News of the strikes quickly drew international condemnation, with U.N. Secretary-General António Guterres calling “any attack” on nuclear facilities “suicidal” and the head of the International Atomic Energy Agency Rafael Mariano Grossi urging both parties to “exercise the utmost restraint” to avoid a nuclear disaster.
Ukrainian President Volodymyr Zelenskyy immediately urged Western countries to hit Russia with new sanctions on its nuclear industry, echoing previous warnings of a Chernobyl-scale calamity.
“The world should not forget about Chernobyl and remember that the Zaporizhzhia [nuclear power plant] is the largest in Europe,” he said. “The Chernobyl disaster is an explosion in one reactor, the Zaporizhzhia is six power units.”
But experts say the situation at Zaporizhzhia — where 500 Russian soldiers and 50 pieces of heavy machinery, including tanks, are stationed, according to Ukraine — doesn’t warrant warnings of a Europe-wide disaster.
The risks from shelling are limited given the reactors are protected by up to 10 meters of concrete, according to Leon Cizelj, president of the European Nuclear Society. He estimated that only a barrage of targeted aerial bombings would be likely to breach the reactor walls.
An attack on spent fuel storage sites, he added, would have a limited effect, as any released radioactive material would only travel around 10 to 20 kilometers.
James Acton, co-director of the nuclear policy program at the Carnegie Endowment for International Peace, agreed that shelling is not the real risk, pointing to the vulnerability of the plant’s cooling systems instead.
“The right analogy here is Fukushima not Chernobyl,” he said.
Nuclear power plants are designed with multiple independent safety systems, including numerous grid connections and backup diesel generators. Zaporizhzhia also uses a spray pond for cooling, meaning hot water from inside the plant is sprayed into the air outside to lower its temperature.
These are “actually going to be relatively vulnerable because they have to be in contact with the outside world,” making them potential targets for attack, said Acton.
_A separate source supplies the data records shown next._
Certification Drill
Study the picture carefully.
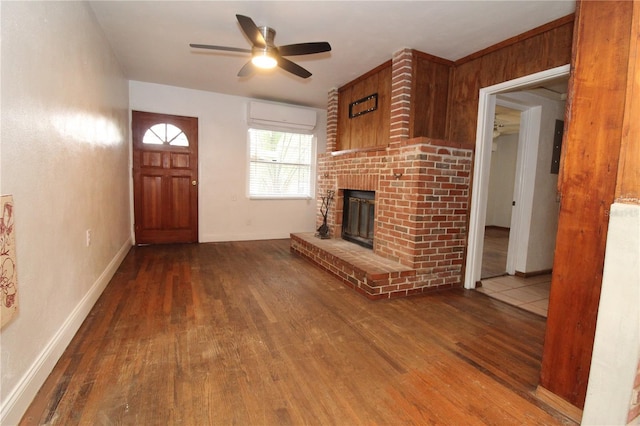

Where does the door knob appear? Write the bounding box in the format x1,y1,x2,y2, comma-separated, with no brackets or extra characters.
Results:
192,180,197,186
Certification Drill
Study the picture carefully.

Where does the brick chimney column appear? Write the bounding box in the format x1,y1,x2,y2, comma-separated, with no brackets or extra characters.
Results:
390,48,413,146
315,88,339,235
326,87,339,153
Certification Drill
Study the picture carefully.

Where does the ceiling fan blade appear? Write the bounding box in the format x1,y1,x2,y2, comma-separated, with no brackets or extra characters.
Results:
236,14,266,48
278,42,331,56
237,60,256,77
277,57,312,79
190,44,251,53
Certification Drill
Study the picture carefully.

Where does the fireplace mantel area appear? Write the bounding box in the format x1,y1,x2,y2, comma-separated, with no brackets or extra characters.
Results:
290,15,574,300
290,48,474,300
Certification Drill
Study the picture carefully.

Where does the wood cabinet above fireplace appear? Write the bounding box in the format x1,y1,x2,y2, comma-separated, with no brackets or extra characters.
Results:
337,61,391,152
335,50,453,152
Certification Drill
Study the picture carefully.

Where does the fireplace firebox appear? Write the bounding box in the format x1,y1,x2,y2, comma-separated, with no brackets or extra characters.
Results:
342,190,375,249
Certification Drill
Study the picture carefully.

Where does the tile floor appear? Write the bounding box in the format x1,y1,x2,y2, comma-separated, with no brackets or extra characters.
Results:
476,274,551,317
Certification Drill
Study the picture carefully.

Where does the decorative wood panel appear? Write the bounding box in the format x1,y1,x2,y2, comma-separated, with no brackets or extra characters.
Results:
142,151,163,168
141,174,163,229
411,52,452,139
336,61,391,151
350,72,380,148
447,16,574,143
170,176,192,228
337,85,353,151
616,1,640,203
376,66,392,148
539,0,633,409
171,153,190,169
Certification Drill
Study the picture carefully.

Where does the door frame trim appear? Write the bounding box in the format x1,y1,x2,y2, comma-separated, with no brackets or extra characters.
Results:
464,64,570,289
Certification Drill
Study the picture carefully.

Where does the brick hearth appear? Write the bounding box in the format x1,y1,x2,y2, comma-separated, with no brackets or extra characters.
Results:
291,232,428,300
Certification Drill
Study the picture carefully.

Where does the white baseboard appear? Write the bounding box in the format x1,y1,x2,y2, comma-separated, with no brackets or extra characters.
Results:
0,238,132,426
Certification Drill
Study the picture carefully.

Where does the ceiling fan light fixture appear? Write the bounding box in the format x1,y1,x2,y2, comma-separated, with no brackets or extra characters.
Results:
190,15,330,78
251,51,277,69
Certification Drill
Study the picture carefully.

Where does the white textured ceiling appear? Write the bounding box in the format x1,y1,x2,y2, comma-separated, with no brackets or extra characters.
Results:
89,1,575,108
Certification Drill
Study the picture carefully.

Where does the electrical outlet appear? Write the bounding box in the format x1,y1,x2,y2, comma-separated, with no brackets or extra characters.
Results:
86,229,91,247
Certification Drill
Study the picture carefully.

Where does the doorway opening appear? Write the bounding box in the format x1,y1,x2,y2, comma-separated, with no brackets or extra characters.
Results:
481,104,521,279
465,65,570,317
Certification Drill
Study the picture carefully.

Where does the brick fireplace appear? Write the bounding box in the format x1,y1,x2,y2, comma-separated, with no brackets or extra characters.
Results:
291,48,474,300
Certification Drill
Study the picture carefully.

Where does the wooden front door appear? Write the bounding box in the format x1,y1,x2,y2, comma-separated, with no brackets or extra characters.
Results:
132,111,198,244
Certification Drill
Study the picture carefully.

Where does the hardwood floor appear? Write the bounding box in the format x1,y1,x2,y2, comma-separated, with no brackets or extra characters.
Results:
482,226,510,279
20,240,574,425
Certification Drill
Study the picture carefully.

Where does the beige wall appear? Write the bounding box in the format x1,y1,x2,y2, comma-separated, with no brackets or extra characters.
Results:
129,81,327,242
486,133,518,228
0,2,131,423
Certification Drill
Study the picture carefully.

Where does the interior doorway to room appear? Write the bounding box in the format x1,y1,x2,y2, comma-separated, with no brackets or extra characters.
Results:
465,66,570,316
132,111,199,244
481,104,521,279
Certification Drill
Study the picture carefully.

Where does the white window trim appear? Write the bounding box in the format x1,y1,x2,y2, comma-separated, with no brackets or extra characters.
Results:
246,126,317,200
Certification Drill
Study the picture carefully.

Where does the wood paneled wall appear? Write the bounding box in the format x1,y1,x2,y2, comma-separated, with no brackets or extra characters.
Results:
337,61,391,151
336,52,454,151
616,0,640,204
336,16,573,151
539,0,634,409
447,16,574,143
410,52,452,140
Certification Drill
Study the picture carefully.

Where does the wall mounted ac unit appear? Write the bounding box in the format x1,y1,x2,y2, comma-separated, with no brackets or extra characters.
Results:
247,101,317,132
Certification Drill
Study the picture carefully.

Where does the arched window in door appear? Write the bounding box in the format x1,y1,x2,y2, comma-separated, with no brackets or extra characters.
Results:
142,123,189,146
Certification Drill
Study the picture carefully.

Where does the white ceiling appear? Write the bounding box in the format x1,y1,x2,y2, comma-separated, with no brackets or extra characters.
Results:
88,1,575,109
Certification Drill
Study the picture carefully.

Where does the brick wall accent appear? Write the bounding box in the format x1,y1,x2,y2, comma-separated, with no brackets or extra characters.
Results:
390,48,413,145
326,88,339,152
316,152,334,235
309,48,474,299
376,140,472,274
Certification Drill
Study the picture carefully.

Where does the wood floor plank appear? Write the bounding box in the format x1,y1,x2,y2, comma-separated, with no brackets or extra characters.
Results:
482,226,510,278
20,239,575,425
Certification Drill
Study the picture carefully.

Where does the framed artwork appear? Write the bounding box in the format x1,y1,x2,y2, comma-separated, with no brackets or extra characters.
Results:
1,195,18,328
349,93,378,118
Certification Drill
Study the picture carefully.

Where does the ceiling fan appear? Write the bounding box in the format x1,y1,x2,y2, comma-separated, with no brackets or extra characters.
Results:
190,14,331,79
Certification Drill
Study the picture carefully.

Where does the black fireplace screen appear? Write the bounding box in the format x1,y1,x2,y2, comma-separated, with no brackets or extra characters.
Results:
342,190,375,249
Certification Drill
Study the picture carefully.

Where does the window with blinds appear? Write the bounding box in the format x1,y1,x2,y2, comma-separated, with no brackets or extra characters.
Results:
248,128,314,198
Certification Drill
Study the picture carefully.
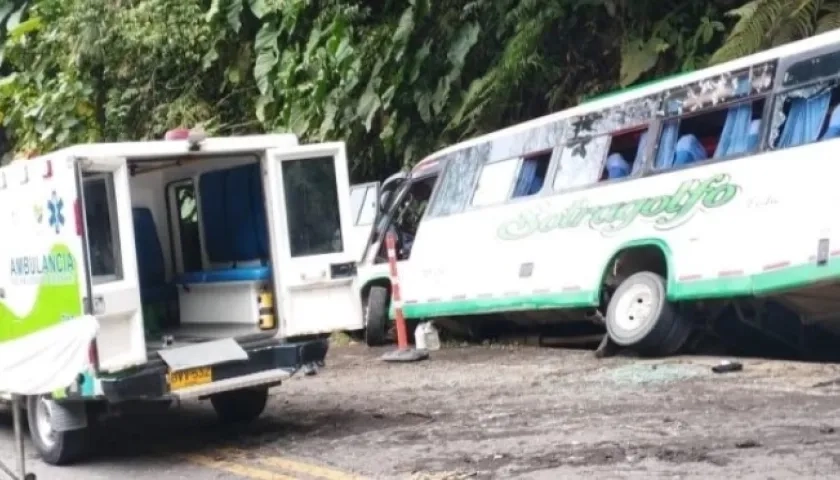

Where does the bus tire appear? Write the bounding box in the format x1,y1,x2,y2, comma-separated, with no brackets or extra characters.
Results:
364,286,389,347
210,387,268,424
27,395,90,465
605,271,688,355
657,308,694,356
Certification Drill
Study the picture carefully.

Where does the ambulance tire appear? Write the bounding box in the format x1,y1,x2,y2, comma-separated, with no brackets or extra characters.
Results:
211,387,268,424
605,271,690,356
27,395,90,465
364,286,390,347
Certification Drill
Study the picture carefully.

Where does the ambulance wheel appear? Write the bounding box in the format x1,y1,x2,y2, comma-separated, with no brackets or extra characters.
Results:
605,271,690,356
27,395,90,465
364,286,389,347
211,387,268,424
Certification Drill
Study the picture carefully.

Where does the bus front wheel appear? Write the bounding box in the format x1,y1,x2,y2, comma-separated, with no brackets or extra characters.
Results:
605,271,691,356
363,286,390,347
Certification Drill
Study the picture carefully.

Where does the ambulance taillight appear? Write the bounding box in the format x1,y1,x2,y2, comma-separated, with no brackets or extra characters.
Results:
88,341,99,371
74,199,83,236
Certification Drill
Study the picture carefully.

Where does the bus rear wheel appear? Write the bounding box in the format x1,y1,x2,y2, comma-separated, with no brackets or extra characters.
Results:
605,271,691,356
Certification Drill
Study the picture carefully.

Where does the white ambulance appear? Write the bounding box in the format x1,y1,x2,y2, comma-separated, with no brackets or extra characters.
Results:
0,131,363,464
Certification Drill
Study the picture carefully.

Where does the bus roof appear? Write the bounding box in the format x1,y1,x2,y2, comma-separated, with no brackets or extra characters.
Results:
415,29,840,167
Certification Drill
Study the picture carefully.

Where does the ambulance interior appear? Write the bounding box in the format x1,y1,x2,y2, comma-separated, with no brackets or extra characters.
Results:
81,151,344,355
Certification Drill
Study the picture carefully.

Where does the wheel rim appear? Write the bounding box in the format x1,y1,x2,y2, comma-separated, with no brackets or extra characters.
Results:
34,397,57,449
613,283,656,334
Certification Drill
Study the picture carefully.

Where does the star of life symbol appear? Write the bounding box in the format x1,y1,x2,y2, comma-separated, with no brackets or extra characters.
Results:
47,190,65,234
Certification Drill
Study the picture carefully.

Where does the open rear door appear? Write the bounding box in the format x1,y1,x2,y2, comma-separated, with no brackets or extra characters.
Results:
76,156,145,371
0,155,98,394
263,142,363,337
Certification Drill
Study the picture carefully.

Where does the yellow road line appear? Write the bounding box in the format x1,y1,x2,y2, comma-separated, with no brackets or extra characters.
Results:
182,453,296,480
260,455,367,480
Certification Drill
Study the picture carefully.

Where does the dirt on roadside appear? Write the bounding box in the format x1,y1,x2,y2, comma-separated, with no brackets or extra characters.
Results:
73,343,840,479
240,344,840,479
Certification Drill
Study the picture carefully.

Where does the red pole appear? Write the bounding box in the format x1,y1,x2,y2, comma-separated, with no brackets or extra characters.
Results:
385,232,409,349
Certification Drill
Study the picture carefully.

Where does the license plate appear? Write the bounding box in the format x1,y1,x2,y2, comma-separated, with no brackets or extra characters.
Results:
168,366,212,391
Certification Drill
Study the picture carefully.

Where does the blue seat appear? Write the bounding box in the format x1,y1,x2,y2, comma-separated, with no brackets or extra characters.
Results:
180,163,271,285
673,134,708,167
177,266,271,284
132,207,176,304
605,153,630,179
821,104,840,140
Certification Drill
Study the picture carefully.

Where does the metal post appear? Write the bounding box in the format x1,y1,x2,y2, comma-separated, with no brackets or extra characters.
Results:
11,395,26,480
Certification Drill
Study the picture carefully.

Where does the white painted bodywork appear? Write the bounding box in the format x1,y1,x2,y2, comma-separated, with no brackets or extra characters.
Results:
0,155,99,395
264,143,363,337
354,29,840,331
1,133,363,399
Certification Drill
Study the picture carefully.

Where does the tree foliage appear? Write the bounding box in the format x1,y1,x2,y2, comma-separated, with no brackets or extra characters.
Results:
0,0,838,175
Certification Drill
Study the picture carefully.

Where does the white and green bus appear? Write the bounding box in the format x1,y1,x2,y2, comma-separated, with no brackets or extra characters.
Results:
355,29,840,355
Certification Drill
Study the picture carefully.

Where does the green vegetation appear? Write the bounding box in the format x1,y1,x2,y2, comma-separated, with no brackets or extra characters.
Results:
0,0,837,178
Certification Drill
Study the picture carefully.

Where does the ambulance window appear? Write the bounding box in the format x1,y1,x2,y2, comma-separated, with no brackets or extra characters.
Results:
174,180,202,273
281,156,344,257
83,174,123,283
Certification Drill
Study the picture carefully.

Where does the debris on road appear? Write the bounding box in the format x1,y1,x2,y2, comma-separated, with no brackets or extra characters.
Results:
712,360,744,374
380,348,430,363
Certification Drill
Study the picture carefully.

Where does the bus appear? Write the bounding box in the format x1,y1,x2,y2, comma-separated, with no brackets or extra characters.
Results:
353,29,840,355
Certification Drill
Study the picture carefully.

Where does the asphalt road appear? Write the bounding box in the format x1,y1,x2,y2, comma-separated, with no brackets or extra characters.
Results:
2,345,840,479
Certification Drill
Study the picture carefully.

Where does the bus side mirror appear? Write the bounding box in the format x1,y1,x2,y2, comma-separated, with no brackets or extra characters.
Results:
378,191,391,212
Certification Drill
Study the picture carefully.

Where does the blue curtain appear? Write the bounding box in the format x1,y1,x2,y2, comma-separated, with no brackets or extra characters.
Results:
512,157,539,197
777,89,831,148
821,105,840,140
714,103,753,158
655,120,680,169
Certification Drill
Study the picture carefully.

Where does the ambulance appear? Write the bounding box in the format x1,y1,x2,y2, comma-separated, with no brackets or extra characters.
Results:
0,130,363,464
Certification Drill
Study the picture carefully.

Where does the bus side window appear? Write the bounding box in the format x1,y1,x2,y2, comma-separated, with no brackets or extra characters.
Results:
384,176,436,260
510,152,551,198
470,157,519,207
772,50,840,149
470,151,552,207
552,135,610,192
653,98,766,171
601,127,648,181
426,144,489,218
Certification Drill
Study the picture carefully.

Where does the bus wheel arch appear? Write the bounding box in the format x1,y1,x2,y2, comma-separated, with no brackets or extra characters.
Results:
362,279,391,347
600,243,691,356
601,244,670,294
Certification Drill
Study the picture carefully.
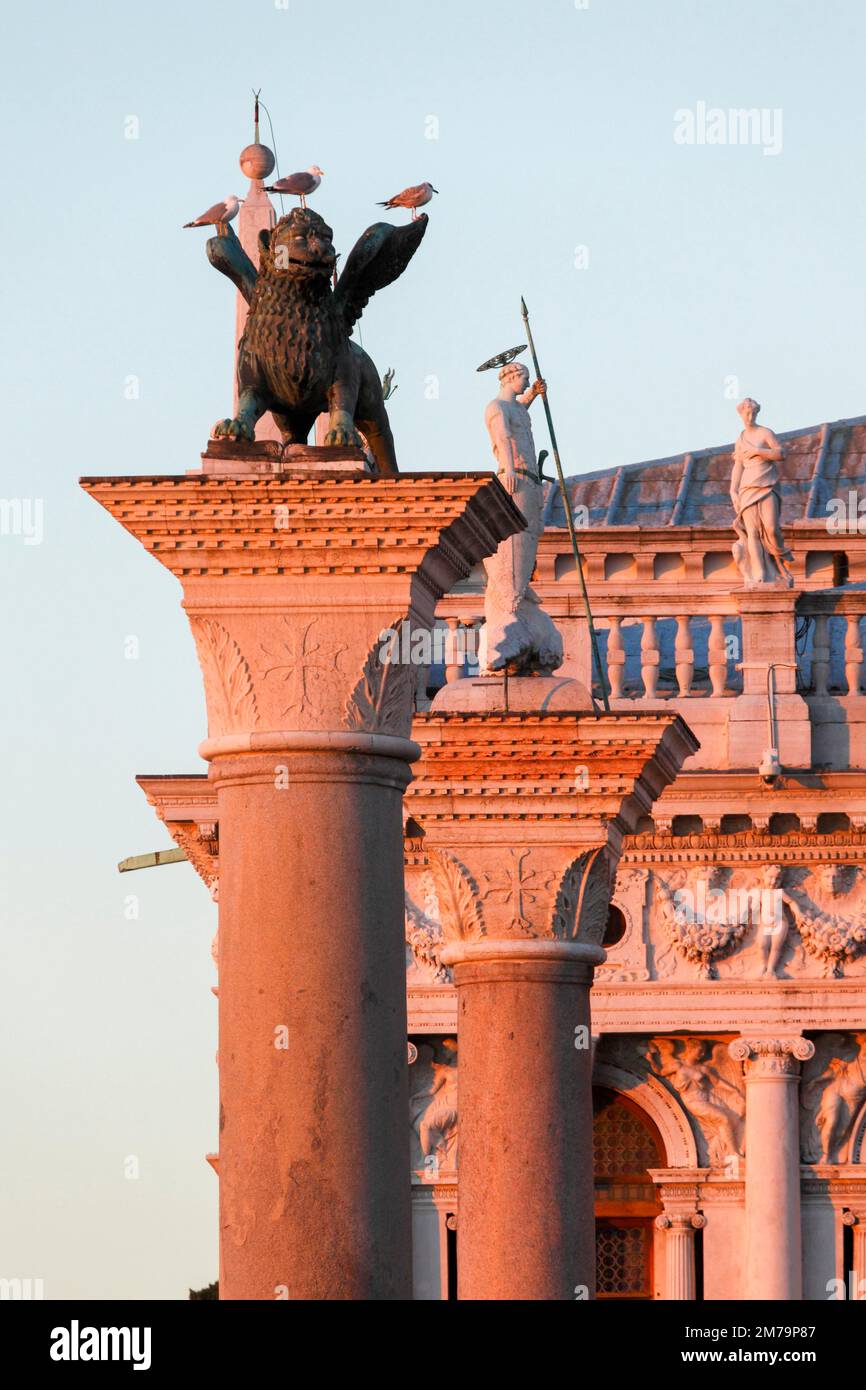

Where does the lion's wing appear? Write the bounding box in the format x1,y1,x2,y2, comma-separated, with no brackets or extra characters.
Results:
333,216,428,334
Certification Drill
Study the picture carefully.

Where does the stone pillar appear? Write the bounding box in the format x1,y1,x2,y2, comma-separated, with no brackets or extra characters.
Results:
441,938,603,1301
408,679,698,1300
729,1035,815,1300
730,590,811,769
843,1210,866,1299
212,735,415,1299
655,1212,705,1300
82,463,524,1300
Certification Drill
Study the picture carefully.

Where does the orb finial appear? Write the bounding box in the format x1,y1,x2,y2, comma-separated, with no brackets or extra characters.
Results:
240,90,275,181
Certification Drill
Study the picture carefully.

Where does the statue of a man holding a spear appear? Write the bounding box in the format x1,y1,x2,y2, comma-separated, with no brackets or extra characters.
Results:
476,305,609,710
481,358,564,675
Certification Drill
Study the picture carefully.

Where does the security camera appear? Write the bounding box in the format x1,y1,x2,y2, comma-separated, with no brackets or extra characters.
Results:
759,748,782,785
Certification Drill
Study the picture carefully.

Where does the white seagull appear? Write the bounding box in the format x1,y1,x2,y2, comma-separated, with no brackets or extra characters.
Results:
377,181,438,220
183,194,243,237
264,166,324,208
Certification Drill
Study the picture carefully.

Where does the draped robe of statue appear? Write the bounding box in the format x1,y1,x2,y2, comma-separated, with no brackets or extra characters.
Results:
730,420,794,587
481,368,564,674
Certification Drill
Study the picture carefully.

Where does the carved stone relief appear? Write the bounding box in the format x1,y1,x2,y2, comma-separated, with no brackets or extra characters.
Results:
409,1037,458,1184
404,850,485,983
643,861,866,982
550,847,612,945
801,1032,866,1163
648,1037,745,1168
654,866,751,980
260,616,349,722
190,618,260,738
600,1035,745,1170
784,865,866,978
596,867,650,982
344,616,418,738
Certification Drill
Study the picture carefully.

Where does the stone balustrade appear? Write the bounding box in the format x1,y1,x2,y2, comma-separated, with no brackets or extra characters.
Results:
796,594,866,695
603,613,739,700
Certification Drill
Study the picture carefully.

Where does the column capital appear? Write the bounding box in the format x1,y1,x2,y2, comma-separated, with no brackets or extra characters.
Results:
655,1212,705,1231
729,1035,815,1077
81,471,524,743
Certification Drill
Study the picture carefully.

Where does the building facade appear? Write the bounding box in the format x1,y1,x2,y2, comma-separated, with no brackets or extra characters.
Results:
131,414,866,1300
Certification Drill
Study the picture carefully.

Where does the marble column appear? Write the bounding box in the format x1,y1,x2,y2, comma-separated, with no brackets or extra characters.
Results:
842,1210,866,1300
410,682,698,1300
212,737,415,1298
729,1035,815,1300
441,938,604,1301
83,463,523,1300
655,1211,705,1300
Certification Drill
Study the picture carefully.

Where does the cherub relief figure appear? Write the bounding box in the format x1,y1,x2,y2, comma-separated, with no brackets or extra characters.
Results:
650,1037,745,1166
801,1033,866,1163
730,397,794,587
409,1039,458,1179
754,862,792,979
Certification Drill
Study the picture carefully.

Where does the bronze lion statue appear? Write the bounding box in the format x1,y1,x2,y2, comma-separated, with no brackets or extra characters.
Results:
204,207,427,476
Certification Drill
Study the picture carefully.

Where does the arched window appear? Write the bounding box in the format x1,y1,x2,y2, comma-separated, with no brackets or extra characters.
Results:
593,1088,665,1300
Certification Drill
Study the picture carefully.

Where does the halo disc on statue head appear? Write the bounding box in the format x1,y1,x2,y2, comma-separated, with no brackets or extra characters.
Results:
476,344,528,372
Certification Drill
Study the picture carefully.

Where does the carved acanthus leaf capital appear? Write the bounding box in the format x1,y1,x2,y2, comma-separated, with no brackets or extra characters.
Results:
190,618,260,738
550,846,613,944
427,850,485,943
344,615,418,738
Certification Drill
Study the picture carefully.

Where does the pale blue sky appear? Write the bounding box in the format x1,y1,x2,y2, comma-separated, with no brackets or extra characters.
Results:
2,0,865,1298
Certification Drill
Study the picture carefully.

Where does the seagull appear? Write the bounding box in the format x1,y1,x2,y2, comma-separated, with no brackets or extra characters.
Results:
182,195,243,237
377,181,438,220
264,166,324,208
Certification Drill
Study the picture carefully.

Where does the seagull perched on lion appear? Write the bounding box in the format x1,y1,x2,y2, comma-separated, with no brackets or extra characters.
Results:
264,166,324,208
377,181,438,220
183,195,243,237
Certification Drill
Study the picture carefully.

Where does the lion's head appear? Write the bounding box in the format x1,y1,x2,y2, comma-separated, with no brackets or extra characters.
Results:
259,209,337,283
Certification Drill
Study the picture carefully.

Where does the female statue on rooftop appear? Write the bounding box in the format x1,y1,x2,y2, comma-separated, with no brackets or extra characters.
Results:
730,397,794,587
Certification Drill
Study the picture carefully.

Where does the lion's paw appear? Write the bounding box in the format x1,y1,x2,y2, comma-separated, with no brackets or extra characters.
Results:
324,424,364,450
211,417,254,443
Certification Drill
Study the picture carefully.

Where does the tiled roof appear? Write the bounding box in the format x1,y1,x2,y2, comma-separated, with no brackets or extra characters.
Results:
545,414,866,529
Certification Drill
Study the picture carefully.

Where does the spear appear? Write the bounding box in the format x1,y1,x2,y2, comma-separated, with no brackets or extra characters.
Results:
520,297,610,713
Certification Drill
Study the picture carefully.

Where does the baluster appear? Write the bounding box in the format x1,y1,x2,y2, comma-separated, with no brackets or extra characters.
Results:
641,616,660,699
845,614,864,695
607,616,626,699
675,615,694,697
811,613,830,695
444,618,462,684
708,615,727,696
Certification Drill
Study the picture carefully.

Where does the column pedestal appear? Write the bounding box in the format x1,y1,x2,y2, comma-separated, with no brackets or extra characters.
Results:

Both stressed that even in the worst case scenario — if the cooling systems fail, leading to a reactor meltdown — it would only cause serious damage at a local level. Cizelj estimated a 30-kilometer radius.
“It will be a tragedy for the local people,” he said, even if it would create no immediate casualties, but “for us in Europe … it would be a very unimportant event, in terms of consequences for health or anything else in the environment.”
So why are Russia and Ukraine accusing each other of shelling and emphasizing the risk of disaster?
“The idea of a nuclear accident is scary — it will get people’s attention — so it is a ready-made tool for this purpose” said John Erath, senior policy director at the Center for Arms Control and Non-Proliferation, a non-profit.
For Russia, it’s a way to “raise the stakes to increase [domestic] concerns … to highlight the importance of continuing the military operation,” he said.
It could also be a strategy to “play upon Western fears of a nuclear disaster and degrade Western will to provide additional military support to Ukraine,” according to an analysis from the Institute for the Study of War published Monday.
As for Ukraine, the aim is to build “public sympathy” around the captured plant, Erath said.